[CSHARP-536] DNS round-robin support Created: 23/Jul/12 Updated: 17/Feb/17 Resolved: 03/Sep/14 |
|
| Status: | Closed |
| Project: | C# Driver |
| Component/s: | None |
| Affects Version/s: | 1.5 |
| Fix Version/s: | None |
| Type: | New Feature | Priority: | Major - P3 |
| Reporter: | Aristarkh Zagorodnikov | Assignee: | Unassigned |
| Resolution: | Won't Fix | Votes: | 2 |
| Labels: | None | ||
| Remaining Estimate: | Not Specified | ||
| Time Spent: | Not Specified | ||
| Original Estimate: | Not Specified | ||
| Issue Links: |
|
||||||||||||
| Backwards Compatibility: | Fully Compatible | ||||||||||||
| Description |
|
It looks like the driver now has the framework to support multiple connections to shards in-place, so I would like to suggest allowing "seeding" the shard router with one DNS record that references multiple addresses leading to having multiple mongos connections for both load balancing and failover. While I guess (not tested yet), that specifying several different address might do the trick, having it use the ability of DNS to have multiple addresses for one name would be very good for administration purposes. |
| Comments |
| Comment by Aristarkh Zagorodnikov [ 04/Sep/14 ] |
|
Robert, thank you for the link, I'll check it out. |
| Comment by Aristarkh Zagorodnikov [ 04/Sep/14 ] |
|
Craig, I'm sorry for not paying attention to the original comment, yes, you addressed that case. |
| Comment by Robert Stam [ 04/Sep/14 ] |
|
Aristarkh, there is another JIRA ticket specifically about supporting mongos'es behind a load balancer: https://jira.mongodb.org/browse/CSHARP-1007 You can also comment or vote on that ticket. Currently supporting mongos'es behind a load balancer is considered very low priority and it is not likely to happen, even though there is no reason it couldn't be made to work. |
| Comment by Craig Wilson [ 04/Sep/14 ] |
|
No, I didn't miss it. I mentioned it in my original comment.

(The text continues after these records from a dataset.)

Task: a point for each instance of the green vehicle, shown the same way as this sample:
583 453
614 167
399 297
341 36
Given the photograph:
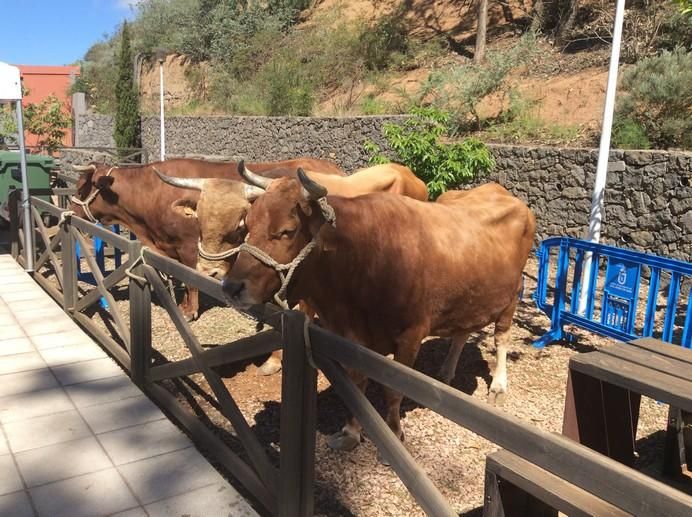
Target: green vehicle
38 169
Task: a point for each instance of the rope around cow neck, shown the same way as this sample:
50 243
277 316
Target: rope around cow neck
85 204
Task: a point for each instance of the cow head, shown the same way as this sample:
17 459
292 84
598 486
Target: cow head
280 223
94 188
220 208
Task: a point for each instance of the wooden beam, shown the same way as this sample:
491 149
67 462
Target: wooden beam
619 485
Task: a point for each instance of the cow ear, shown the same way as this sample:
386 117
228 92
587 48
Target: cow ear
104 182
187 206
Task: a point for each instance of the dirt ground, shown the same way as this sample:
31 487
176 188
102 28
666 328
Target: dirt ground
354 483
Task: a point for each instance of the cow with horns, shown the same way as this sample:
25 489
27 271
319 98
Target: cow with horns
387 271
221 206
135 197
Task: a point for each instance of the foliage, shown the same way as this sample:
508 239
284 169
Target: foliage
386 41
49 121
460 89
657 96
126 131
417 143
628 134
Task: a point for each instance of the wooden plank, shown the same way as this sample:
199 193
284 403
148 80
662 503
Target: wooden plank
543 485
297 444
229 408
108 343
666 349
244 348
619 485
102 233
642 380
121 326
191 277
661 363
389 446
113 278
140 322
206 440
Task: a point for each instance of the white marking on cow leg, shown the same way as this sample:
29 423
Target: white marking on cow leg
498 388
449 367
271 365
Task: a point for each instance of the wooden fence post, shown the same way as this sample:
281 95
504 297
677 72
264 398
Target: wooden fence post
140 320
298 421
69 268
13 207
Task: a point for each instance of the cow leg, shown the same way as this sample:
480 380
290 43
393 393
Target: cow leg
498 388
449 367
190 303
273 364
349 437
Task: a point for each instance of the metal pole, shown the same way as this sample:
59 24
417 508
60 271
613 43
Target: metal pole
28 230
163 130
596 214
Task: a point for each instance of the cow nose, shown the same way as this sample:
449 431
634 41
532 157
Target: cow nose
233 288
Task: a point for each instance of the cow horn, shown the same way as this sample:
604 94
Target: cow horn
251 177
192 183
311 189
84 168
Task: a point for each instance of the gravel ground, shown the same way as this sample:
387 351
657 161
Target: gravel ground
354 483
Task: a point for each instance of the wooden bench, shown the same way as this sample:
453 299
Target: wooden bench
515 487
604 389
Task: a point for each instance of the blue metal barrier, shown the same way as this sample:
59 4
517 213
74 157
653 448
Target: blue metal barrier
99 255
613 292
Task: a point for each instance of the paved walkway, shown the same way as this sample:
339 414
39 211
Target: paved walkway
77 438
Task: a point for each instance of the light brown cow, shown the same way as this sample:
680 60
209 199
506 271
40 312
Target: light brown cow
392 270
221 207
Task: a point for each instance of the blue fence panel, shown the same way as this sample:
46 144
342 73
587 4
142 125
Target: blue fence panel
619 296
99 255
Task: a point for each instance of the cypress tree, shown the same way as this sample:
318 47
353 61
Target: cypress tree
126 133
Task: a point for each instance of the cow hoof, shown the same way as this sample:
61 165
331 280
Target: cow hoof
496 397
270 367
343 441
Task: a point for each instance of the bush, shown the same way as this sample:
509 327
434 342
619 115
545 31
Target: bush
460 89
442 166
658 98
628 134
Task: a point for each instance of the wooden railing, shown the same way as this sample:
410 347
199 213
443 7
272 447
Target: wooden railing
288 490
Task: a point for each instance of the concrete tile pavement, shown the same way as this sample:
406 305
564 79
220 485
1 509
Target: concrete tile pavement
77 438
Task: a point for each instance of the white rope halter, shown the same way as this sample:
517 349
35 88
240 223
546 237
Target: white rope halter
85 204
285 271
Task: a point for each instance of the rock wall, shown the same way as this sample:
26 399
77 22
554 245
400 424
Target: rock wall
648 200
94 130
648 196
268 138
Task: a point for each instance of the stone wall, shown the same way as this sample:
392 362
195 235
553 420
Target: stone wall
648 197
648 201
268 138
94 130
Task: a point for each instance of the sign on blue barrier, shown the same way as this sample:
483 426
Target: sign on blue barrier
619 297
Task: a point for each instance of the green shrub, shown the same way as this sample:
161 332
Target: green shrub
386 41
656 95
417 144
628 134
460 89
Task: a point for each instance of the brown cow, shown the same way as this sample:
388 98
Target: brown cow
392 270
221 206
135 197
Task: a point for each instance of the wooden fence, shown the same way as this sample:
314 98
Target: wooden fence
288 490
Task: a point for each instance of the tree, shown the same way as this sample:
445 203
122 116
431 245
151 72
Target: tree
126 133
49 121
482 6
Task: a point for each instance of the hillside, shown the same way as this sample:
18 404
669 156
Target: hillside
383 56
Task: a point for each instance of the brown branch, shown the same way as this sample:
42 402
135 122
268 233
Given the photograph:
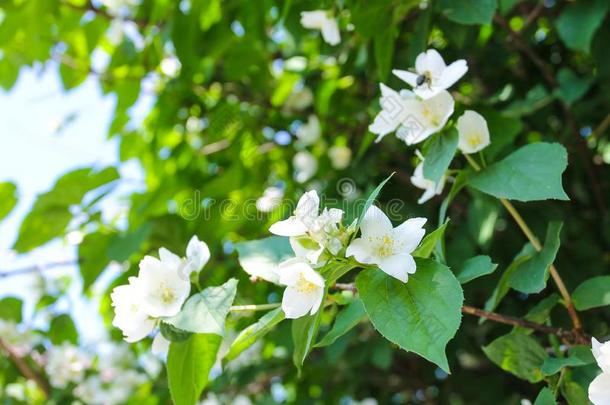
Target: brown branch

The driver already handles failover between mongos, so that's not the concern. But the same problem still applies to mongos. First, we are performing health checks against each one we are monitoring and using that information to occasionally decide how to do a certain operation (For instance, add user uses a command in 2.6, but an insert in 2.4). If we can't reliably know what version of the server we are talking to, there will be random and finicky errors. Second, the query protocol for mongodb is stateful. It requires that we send OP_GETMOREs to the same server as the original request. Having a DNS round-robin or a load balancer in front first requires connection affinity and then requires that the driver checkout the connection for the duration of the query, however long that takes. This certainly makes connection pooling less robust and prevents scale. It is also something we are tentatively allowing a user to decide whether or not to do this as they know their applications needs better than we do. In any case, if the need is for fail-over, the driver natively provides that which we believe is sufficient. |
| Comment by Aristarkh Zagorodnikov [ 04/Sep/14 ] |
|
Excuse me, but I think you're missing an important case - mongos-only deployment. I believe that almost any large-scale MongoDB deployment ends up with sharding everything and doing non-admin jobs entirely through mongos. I still understand that it's far from being the general case |
| Comment by Craig Wilson [ 04/Sep/14 ] |
|
So, this would only be applicable to fail-over if all the servers were standalone servers and not part of a sharded cluster or a replica set. This is of limited value because we don't recommend people run standa alones in production. In addition, replica sets and sharded clusters already have fail-over support in the driver. |
| Comment by Aristarkh Zagorodnikov [ 04/Sep/14 ] |
|
I was actually more interested in the failover scenario, but I still understand the difficulties implementing this related to how much useful it would be to the general public. |
| Comment by Aristarkh Zagorodnikov [ 04/Sep/14 ] |
|
Many thanks for the detailed reply, Craig! |
| Comment by Craig Wilson [ 03/Sep/14 ] |
|
Hi Aristarkh, We've thought about this type of thing in the same context as using a load balancer between a pool of mongos's. Unfortunately, there simply isn't a good way to handle this for a couple of reasons. First, our query protocol is stateful, meaning we need to send the same OP_GETMORE request down the exact same connection. This is certainly doable, but presents different problems related to connection pooling. The second reason is that we need to monitor replica set members on an individual basis. Unfortunately, if we can't guarantee each connection for a server is for the actual server, then working in heterogenous versioned replica sets/sharded clusters presents a monitoring problem. It also presents the same problem with regards to deciding who is primary and should accept writes. We'll be closing this ticket for the above reasons. Feel free to leave a comment if you feel we've missed something. Thanks, |
| Comment by Aristarkh Zagorodnikov [ 03/Jul/14 ] |
|
Not if RR DNS would be done inside the driver itself (it does DNS lookup, caches all available addresses and then RRs between them). |
| Comment by Robert Stam [ 03/Jul/14 ] |
|
I don't think round-robin DNS would work currently for the same reason that mongos'es behind a load balancer doesn't work (i.e. the OP_GETMORE messages usually end up at the wrong server). |